Yazarlar // 11 Ağustos 2022 Perşembe 16:14
Ragıp GÖKER
Tarım ve Orman Bakanı Vahit Kirişçi, illerin tarım müdürleriyle yaptığı istişare toplantısı sırasında "Bana siyasetçi, belediye başkanı veya tarım müdürleri meraların ve tarım alanlarının imara açılması yada başka bir çalışma için bu vasıflarından çıkarılması için kesinlikle gelmesin kabul etmem.'' demiş.
Geç kalınmış bir açıklama olduğunu belirtmekle birlikte, bu açıklaması için bakanı kutlarken, bir yurttaş olarak kendisine teşekkür de etmek isterim.
Bu sütunlarda çoğu kere eleştiri okumakta olduğunuzu biliyorum.
Çoğu kere eleştiri yazdığımız doğrudur.
Bunun için bize kızanlar oluyor.
Dostlarımız arasında yazdıklarımız nedeniyle gönül koyanlar bile oluyor.
Ve fakat.
Hiç kimse ve dahi hiç bir seçilmiş için önyargılı olmadım.
İyi ve güzeli övmek kolaydır.
Zor olan konulara eleştirel gözle bakabilmektir.
Bunu da zaten sizin haber alabilmeniz için yapıyoruz.
Ve aslında konulara eleştirel yaklaşımlarımız nedeniyle iktidar sahiplerine de yardımcı oluyoruz aslında.
Ama görevimiz bize böylesi bir misyon yükledi diye de iyi ve güzele iyi ve güzel işlere övgü yazmayacak da değiliz.
Tıpkı Bakan Vahit Kirşiçi'nin meralar konusundaki yaklaşımına getirdiğimiz övgü gibi.
Ve fakat.
Buraya bir not düşerek, bu açıklamanın sözde kalmamasını istediğimi de belirtmek isterim.
Zira, özellikle 'Bütünşehir' yasasının yürürlüğe girmesiyle birlikte meralar bir rant aracı olarak kullanılıyor.

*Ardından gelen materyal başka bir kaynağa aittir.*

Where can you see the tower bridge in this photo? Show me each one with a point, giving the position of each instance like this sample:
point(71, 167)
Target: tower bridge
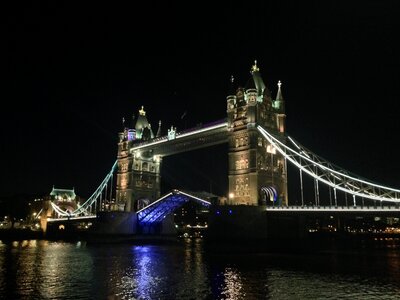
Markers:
point(259, 151)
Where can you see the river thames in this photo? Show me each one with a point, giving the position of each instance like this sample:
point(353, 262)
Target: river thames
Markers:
point(39, 269)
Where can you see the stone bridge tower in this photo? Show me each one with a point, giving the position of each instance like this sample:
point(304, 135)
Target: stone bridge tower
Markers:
point(257, 172)
point(138, 176)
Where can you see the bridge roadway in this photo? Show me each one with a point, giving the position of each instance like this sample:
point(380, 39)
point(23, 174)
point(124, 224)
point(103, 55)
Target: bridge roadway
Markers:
point(297, 210)
point(336, 210)
point(207, 135)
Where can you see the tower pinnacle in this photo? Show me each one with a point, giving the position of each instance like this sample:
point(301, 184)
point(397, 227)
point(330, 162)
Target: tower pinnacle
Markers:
point(254, 68)
point(142, 112)
point(279, 93)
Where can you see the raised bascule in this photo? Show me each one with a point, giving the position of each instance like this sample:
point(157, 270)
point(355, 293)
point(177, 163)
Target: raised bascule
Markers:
point(258, 152)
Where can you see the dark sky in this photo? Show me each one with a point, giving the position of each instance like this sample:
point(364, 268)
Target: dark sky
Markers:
point(72, 70)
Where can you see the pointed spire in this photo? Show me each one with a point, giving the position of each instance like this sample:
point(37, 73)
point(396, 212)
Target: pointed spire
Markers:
point(254, 68)
point(142, 112)
point(231, 89)
point(279, 93)
point(159, 129)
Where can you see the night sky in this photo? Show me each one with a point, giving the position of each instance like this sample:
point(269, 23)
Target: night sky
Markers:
point(72, 71)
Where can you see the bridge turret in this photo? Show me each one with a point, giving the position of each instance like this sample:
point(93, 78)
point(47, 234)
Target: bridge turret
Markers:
point(231, 102)
point(253, 163)
point(280, 108)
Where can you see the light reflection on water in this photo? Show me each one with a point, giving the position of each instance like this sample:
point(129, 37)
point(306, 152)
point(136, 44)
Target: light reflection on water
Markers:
point(57, 270)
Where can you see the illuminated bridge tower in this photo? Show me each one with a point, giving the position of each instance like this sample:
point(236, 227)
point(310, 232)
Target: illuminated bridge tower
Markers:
point(257, 173)
point(138, 176)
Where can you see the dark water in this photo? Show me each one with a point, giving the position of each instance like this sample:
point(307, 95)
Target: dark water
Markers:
point(60, 270)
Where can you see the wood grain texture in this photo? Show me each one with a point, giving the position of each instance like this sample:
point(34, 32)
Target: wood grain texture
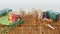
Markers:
point(33, 25)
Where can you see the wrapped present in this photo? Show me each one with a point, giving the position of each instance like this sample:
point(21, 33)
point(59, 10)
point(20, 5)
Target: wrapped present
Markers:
point(52, 14)
point(3, 12)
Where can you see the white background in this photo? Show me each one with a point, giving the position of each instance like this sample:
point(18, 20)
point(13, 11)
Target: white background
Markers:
point(28, 4)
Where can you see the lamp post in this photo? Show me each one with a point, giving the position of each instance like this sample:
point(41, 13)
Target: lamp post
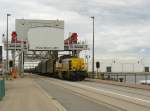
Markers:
point(92, 17)
point(7, 59)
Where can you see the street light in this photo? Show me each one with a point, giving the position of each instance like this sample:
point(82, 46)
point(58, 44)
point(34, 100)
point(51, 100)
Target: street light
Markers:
point(93, 47)
point(7, 44)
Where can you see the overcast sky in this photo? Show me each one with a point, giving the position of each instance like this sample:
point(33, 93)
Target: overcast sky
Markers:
point(122, 27)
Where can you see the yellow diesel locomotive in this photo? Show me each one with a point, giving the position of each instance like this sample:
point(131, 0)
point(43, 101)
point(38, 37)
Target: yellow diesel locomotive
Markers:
point(72, 68)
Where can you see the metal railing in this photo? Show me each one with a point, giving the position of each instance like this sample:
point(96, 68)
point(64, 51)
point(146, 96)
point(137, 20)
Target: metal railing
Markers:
point(129, 77)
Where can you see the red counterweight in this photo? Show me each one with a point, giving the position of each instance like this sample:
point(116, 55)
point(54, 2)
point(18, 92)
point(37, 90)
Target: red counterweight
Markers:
point(72, 39)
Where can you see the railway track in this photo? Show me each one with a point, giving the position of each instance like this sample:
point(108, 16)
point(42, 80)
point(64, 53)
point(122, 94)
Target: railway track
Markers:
point(119, 102)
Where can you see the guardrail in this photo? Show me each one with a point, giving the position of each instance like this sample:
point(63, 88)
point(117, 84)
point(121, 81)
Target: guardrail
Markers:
point(129, 77)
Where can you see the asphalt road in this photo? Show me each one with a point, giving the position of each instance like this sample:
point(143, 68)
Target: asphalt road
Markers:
point(70, 100)
point(93, 96)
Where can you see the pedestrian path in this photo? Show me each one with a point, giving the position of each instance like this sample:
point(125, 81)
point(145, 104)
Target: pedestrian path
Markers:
point(23, 94)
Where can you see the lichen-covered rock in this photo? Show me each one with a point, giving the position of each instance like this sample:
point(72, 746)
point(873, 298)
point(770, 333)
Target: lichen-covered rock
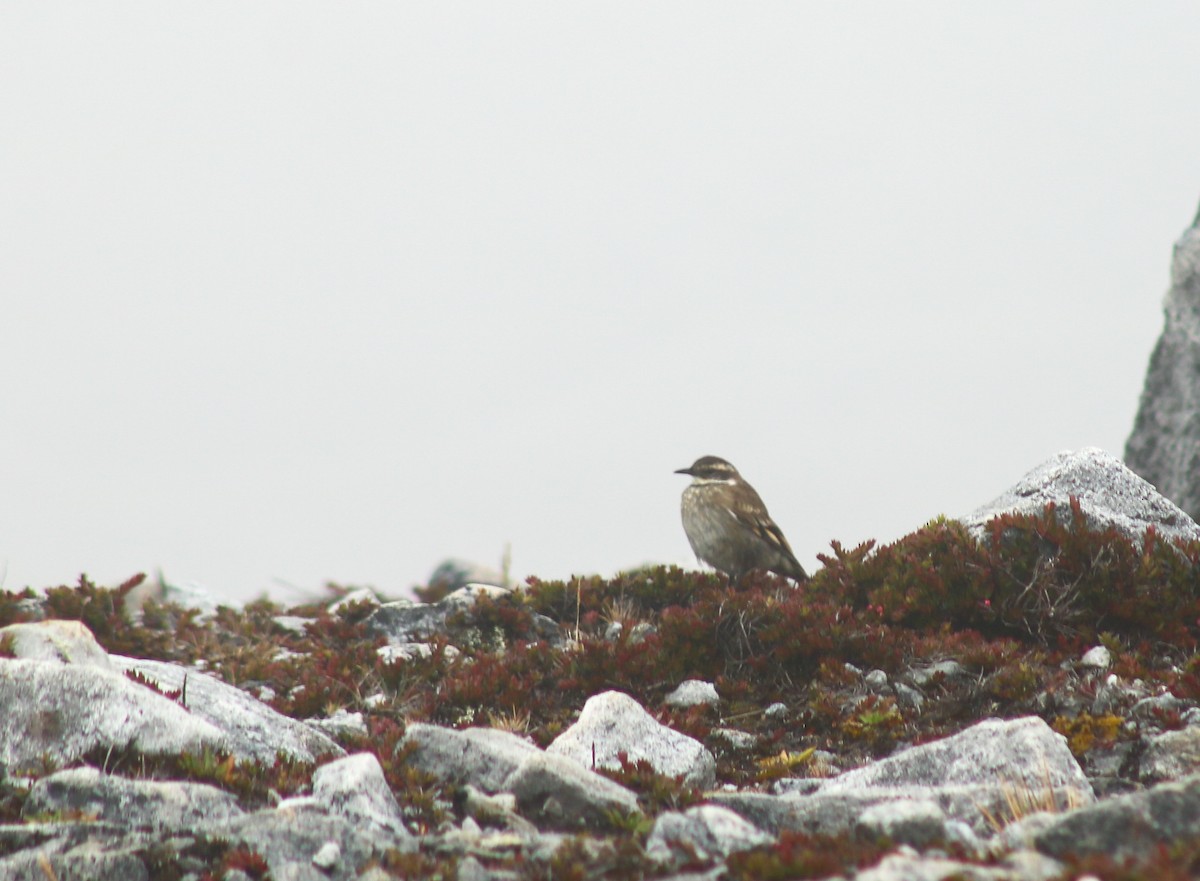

''Ot parası'' adı altında bir bedel ödenerek, meralara el konulması mümkün çünkü.
Örnek:
Aşağıçinik merası.
Çocukluğumu geçirdiğim Çinik'te, tosunumuzu ve sarı ineğimizi otlattığım mera, lojistik köy projesini uygulamak adına köylülerin elinden alındı.
Meranın projeyi uygulamak için yetmeyeceği anlaşılınca da Aşağıçinik ovası imara açıldı ve köylülere ait birinci sınıf tarım arazileri de vatandaşlardan alındı.
İmar kanununa dayanılarak bedel ödenmeden hem de.
Canik, Bafra ve Ladik'teki mera alanlarında yapılmak istenenlerse diğer örnekler önümüze çıkıyor maalesef.
Bütün bunlar tarım alanlarının korunması için çıkarılan kanun yürürlükteyken yapılıyor.
Bakan Kirişçi'nin övgü dizdiğimiz açılamasına, ''Umarım sözde kalmaz'' şeklindeki notu düşerek ihtiyatla yaklaşmamızın nedeni de budur zaten.